The starving artist is compelled by some internal force to create, but hindered by financial burdens and the isolation and concentration that their work demands. The Windham-Campbell seems designed to ease this figure’s way. Adina Hoffman, a 2013 recipient of the Windham-Campbell Prize for Nonfiction, describes her daily schedule as “either trying to write or writing or erasing or scratching things out and rewriting or correcting proofs or looking at some archival letter or taking notes or staring at a photograph or checking the dictionary or reading a book that’s connected to what I’m trying to write.” Though Hoffman welcomed the money, “the prize itself was worth a great deal in other terms as well: it was a vote of literary confidence of the kind that doesn’t register on a bank statement.”

Of course, that’s the central paradox of the prize festival, which celebrates the interior work of writing while parading writers in front of cheering crowds who have somehow identified with that introspection.

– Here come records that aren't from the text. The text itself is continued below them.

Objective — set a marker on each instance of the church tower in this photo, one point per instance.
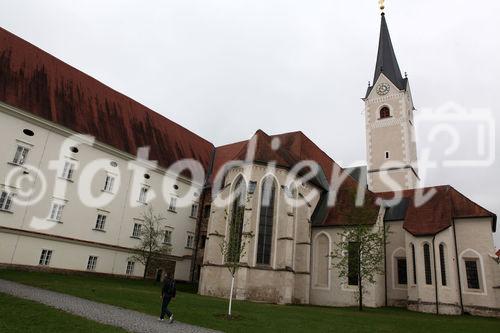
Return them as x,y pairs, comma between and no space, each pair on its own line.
391,152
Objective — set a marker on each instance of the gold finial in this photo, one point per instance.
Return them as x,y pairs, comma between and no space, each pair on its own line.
381,4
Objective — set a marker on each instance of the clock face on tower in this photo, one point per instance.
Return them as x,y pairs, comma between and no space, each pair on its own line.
383,89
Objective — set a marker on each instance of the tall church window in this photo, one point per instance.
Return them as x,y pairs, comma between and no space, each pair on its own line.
442,263
427,263
385,112
353,264
266,221
321,260
414,262
236,226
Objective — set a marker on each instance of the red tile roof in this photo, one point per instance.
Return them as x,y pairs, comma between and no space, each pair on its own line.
437,214
36,82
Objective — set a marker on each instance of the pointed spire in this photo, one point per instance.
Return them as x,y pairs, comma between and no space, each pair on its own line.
386,58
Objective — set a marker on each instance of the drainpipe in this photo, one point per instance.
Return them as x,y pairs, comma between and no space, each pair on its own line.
458,267
435,274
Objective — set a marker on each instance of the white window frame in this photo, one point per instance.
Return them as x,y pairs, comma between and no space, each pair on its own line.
6,201
56,211
45,257
130,268
143,195
136,231
194,210
92,263
109,183
21,155
168,240
173,204
100,222
68,170
190,241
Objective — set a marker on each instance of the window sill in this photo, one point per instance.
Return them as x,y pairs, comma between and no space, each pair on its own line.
66,179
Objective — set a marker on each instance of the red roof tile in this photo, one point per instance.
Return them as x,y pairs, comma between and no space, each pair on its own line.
436,214
36,82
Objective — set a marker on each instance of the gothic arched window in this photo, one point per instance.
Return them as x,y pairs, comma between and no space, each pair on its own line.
236,226
266,221
385,112
427,264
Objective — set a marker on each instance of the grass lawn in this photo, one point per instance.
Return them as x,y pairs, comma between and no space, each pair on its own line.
19,315
191,308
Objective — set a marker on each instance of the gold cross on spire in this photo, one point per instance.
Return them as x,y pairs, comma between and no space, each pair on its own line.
381,4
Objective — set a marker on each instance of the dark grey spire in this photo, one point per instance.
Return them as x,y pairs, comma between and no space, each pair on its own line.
386,59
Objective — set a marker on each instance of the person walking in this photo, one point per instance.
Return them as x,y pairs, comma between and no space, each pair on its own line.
168,292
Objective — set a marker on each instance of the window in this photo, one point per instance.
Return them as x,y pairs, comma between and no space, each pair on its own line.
353,264
56,212
100,222
130,268
168,237
236,227
427,263
69,169
402,276
45,257
385,112
472,274
266,221
206,211
136,233
91,264
194,210
414,262
171,206
6,201
143,195
442,262
190,241
109,183
21,155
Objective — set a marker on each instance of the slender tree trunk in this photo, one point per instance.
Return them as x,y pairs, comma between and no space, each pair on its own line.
360,284
231,298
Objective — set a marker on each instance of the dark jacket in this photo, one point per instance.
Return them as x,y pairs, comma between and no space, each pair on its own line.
168,289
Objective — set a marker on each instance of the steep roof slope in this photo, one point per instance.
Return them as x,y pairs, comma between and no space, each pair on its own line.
36,82
435,214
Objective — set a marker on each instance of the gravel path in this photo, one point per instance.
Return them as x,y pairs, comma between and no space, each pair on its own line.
129,320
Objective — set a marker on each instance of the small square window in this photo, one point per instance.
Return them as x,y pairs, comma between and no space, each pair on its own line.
45,257
136,233
100,222
6,201
21,155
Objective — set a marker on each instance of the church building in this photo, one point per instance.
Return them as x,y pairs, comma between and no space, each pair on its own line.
287,201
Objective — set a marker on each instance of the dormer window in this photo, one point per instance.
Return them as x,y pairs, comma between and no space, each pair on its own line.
385,112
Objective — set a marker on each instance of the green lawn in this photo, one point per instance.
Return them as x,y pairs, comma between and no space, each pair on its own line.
205,311
19,315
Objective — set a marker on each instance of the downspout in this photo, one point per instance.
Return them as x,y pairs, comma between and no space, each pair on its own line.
458,267
435,273
385,262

For Als, writing is not about winning recognition but rather about “a kind of longing to communicate something to myself.” If that’s writing, then, I asked him, what’s the point of literary prizes?

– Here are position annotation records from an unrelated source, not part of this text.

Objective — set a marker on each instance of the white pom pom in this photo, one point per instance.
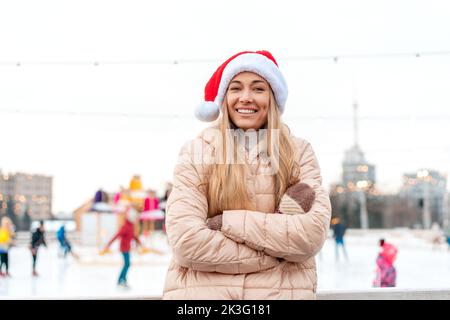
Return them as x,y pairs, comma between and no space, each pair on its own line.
207,111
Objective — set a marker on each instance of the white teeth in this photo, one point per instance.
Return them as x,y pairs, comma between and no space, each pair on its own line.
246,111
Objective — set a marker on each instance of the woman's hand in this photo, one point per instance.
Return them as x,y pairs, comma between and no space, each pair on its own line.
215,223
298,198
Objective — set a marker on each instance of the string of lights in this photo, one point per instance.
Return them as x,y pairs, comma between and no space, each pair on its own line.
137,115
331,57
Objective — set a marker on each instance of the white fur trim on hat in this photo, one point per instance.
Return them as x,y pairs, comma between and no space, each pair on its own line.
207,111
260,65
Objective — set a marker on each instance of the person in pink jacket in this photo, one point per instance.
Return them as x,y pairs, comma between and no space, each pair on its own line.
386,274
247,213
126,235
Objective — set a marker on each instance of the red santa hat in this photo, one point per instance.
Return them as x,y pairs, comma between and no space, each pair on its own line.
259,62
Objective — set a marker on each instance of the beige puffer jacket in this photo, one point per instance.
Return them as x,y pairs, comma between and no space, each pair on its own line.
257,254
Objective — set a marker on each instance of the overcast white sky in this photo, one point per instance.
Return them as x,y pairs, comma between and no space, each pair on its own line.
404,101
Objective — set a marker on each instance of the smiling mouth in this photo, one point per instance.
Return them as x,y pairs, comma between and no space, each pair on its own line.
246,111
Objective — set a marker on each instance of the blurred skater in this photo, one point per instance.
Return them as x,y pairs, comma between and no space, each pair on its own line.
64,243
338,233
126,235
386,275
6,238
37,239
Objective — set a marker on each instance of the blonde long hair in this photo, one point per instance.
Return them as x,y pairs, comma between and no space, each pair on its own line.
226,185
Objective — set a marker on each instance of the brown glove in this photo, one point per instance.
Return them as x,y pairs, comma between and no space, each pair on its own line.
298,198
215,223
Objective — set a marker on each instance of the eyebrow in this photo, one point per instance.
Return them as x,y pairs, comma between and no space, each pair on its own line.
253,82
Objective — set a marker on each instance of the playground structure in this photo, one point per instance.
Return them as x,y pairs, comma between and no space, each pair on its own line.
99,219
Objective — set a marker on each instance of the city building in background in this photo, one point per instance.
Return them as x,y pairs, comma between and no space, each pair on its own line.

“That’s for others to say,” he replied. “If they’re going to be nice enough to give you something, you should just take it and be gracious about it. I think art is self-determining, and whoever gets to weigh in is welcome to, but it shouldn’t shape who you are or your goals.”

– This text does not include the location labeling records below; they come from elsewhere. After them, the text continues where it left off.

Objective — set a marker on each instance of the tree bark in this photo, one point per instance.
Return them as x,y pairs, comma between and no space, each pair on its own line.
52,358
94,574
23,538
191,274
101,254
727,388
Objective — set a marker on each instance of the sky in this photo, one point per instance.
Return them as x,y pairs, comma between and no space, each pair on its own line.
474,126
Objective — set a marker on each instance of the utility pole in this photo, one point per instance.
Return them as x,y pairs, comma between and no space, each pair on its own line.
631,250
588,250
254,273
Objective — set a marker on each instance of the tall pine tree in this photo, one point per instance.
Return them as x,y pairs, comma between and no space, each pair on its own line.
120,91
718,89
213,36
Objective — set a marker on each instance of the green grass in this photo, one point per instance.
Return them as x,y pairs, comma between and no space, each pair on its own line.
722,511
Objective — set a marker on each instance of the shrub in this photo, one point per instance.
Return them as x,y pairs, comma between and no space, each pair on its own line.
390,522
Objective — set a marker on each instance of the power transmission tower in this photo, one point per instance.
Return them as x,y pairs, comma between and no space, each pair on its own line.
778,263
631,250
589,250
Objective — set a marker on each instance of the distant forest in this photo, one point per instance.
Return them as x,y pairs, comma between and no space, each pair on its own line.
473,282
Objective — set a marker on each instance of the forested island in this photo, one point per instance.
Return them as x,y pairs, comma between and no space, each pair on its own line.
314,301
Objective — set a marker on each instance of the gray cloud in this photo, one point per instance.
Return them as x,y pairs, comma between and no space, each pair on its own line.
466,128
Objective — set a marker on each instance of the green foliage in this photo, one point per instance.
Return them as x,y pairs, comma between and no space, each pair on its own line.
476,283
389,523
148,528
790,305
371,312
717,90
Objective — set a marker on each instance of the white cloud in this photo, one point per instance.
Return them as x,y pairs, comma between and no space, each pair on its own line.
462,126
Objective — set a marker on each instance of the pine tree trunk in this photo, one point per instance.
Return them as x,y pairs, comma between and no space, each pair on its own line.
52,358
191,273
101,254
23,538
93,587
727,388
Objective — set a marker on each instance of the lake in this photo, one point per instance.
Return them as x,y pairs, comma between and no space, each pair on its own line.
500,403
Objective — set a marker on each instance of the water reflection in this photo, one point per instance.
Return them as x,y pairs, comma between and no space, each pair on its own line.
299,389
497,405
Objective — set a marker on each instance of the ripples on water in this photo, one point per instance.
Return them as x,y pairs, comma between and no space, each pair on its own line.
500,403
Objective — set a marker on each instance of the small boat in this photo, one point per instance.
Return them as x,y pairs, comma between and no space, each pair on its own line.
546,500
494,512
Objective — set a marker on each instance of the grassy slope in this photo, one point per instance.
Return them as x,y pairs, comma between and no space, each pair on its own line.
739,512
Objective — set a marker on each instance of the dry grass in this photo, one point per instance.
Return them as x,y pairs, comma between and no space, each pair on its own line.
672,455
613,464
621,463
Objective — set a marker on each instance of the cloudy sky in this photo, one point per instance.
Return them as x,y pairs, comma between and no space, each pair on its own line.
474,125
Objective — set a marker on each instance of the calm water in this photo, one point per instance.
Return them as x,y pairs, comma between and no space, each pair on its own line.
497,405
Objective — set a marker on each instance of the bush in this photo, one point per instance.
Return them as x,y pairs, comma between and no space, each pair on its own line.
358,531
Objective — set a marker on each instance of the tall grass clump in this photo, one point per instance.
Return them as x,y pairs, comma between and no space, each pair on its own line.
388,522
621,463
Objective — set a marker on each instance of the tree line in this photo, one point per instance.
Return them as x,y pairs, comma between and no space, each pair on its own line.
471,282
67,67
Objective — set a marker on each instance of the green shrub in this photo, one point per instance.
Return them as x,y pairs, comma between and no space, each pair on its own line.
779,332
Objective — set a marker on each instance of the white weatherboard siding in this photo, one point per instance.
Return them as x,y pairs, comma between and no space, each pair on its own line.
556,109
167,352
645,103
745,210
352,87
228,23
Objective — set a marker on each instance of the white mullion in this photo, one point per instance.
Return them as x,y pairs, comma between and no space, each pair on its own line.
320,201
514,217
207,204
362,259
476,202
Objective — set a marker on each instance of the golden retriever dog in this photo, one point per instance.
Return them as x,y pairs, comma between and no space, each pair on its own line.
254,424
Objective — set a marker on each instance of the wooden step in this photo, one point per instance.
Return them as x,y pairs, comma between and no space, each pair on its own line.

When Aminatta Forna received her $150,000 check, she bought gifts for people who had helped her during years of writing for little recognition and pay: crates of wine for a generous web designer, a nice dinner for a friend who had done Forna a favor. That the money didn’t fundamentally alter Forna’s lifestyle may be a sign of the prize’s success. After the happy surprise of receiving the award, after the glitz and glamour of the festival, the winners return home. Buoyed by the tangible benefit of cash, and the knowledge of other people’s high expectations, they continue to write.